FIG. 1 is a schematic longitudinal sectional diagram showing the basic structure, according to the invention, of a striking mechanism, including the control unit, with the annular piston decoupled.
FIG. 2a shows the striking mechanism of FIG. 1 during the return stroke movement of the percussion piston and of the annular piston.
FIG. 2b shows the striking mechanism of FIG. 1 with the respective position of the percussion piston and of the annular piston, as well as the state of the control unit after completion of the approach to the return stroke reversal point (inner dead center of the percussion piston).
FIG. 2c shows the striking mechanism of FIG. 1 with the respective position of the percussion piston and the annular piston, as well as the state of the control unit during the operating stroke.
FIG. 2d shows the striking mechanism of FIG. 1 with the respective position of the percussion piston and of the annular piston, as well as the state of the control unit after impact of the percussion piston on the material to be worked.
FIG. 3 is a schematic of a partial longitudinal section of a further embodiment of the striking mechanism according to the invention, which, in order to influence the operating behavior, is additionally provided with a gate valve.
a striking mechanism which includes a percussion piston 1 having a percussion piston tip 1a facing a material 2 to be worked.
the percussion piston itself is guided to move back and forth in the direction of its longitudinal axis 4 within a cylinder 3 which is closed by a cover 3a.
Percussion piston 1 has a drive side end section 1b facing away from percussion piston tip 1a and projecting with a disk-shaped contact face 5 fastened thereto into a gas chamber 6 filled with compressed gas.
gas chamber 6 can be connected to a compressed gas reservoir (not shown), which in turn can be connected to a compressed gas source (again not shown), and can thus be replenished.
Cylinder 3 has an annular face 3b and an interior face 3c emanating from annular face 3b.
Annular piston 8 is sealed against members 1 and 3 by way of sealing elements 8a and 8b.
the length of annular piston 8 in the axial direction is dimensioned so that, without jeopardizing its sealing and guiding function, it has the smallest possible mass.
the amount of play for movement of annular piston 8 relative to percussion piston 1 in the direction opposite to the striking direction is determined by abutment face 5, the diameter of which, while maintaining a sufficient distance from interior face 3c, is greater than the diameter of end section 1b of the percussion piston.

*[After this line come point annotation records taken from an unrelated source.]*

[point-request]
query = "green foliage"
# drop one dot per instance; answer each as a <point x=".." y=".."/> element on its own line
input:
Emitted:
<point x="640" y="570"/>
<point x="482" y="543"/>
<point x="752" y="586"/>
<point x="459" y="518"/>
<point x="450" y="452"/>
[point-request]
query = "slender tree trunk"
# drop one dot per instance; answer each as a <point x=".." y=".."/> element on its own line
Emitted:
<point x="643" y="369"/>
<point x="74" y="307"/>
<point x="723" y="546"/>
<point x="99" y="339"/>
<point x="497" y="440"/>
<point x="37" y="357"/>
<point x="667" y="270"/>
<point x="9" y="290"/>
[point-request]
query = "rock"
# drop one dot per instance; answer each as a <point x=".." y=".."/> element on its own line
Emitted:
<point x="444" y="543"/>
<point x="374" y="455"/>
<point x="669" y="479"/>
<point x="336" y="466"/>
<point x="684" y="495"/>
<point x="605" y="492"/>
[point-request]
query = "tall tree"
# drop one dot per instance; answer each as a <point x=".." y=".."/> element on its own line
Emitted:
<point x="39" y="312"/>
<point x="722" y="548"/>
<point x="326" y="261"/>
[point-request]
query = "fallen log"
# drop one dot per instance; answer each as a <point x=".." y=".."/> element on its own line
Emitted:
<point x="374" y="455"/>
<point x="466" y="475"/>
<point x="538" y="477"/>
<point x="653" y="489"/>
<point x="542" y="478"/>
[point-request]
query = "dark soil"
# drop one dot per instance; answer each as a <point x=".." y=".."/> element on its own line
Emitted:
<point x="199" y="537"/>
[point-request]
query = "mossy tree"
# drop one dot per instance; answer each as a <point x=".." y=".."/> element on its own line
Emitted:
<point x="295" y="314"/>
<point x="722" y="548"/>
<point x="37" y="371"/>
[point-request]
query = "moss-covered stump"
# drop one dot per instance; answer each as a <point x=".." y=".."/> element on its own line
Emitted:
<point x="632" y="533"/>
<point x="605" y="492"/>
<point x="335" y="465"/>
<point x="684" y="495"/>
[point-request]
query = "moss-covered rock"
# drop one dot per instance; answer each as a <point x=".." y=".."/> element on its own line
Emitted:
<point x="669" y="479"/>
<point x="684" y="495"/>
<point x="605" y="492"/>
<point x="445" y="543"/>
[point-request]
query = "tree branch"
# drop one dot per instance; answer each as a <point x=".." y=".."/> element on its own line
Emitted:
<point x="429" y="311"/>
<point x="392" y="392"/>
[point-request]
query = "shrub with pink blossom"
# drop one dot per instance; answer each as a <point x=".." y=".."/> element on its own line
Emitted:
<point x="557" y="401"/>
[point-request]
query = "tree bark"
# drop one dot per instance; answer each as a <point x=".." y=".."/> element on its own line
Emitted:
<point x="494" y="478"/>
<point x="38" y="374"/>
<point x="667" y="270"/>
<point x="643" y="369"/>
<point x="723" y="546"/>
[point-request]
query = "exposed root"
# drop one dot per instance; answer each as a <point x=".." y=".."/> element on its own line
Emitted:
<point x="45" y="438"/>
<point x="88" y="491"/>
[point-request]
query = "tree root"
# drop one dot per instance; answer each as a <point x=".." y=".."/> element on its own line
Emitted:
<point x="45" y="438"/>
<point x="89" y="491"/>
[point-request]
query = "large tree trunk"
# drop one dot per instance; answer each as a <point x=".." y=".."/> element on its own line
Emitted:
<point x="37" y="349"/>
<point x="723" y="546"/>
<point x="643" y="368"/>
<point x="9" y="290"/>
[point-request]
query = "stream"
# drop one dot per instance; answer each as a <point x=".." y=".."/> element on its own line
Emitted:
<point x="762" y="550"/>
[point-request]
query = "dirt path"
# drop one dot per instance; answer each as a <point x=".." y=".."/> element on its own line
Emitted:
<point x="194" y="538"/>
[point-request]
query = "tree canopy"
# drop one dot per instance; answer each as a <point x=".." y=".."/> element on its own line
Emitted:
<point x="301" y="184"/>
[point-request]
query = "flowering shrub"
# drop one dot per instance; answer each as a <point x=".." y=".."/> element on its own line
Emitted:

the amount of play for movement of annular piston 8 in the striking direction is limited by annular face 3b of cylinder 3.
Gas chamber 6 is formed by cylinder 3 and its cover 3a, annular piston 8 and percussion piston 1.
Annular piston 8 and annular face 3b axially delimit a piston chamber 9 having a variable capacity which is laterally delimited by interior face 3c and percussion piston 1 itself.
a first piston chamber channel 10 has a mouth 10a which opens into piston chamber 9 and, through the intermediary of an annular groove or mouth 11a, into a second piston chamber channel 11 having a mouth 11a. Mouth 10a of first piston chamber channel 10 lies farther away from annular face 3b than mouth 11a of second piston chamber channel 11a.
Percussion piston 1 together with operating cylinder 3 defines an oil chamber 12 which, seen in the striking direction (arrow 7), follows piston chamber 9 in a spaced relationship.
Oil chamber 12 has a rear face 12c, remote from percussion tip 1a and adjacent annular face 3b, in the vicinity of which oil chamber 12 is provided with a first oil chamber channel 13 having a mouth 13a, and, spaced therefrom in the striking direction of arrow 7, with a second oil chamber channel 14 having a mouth 14a.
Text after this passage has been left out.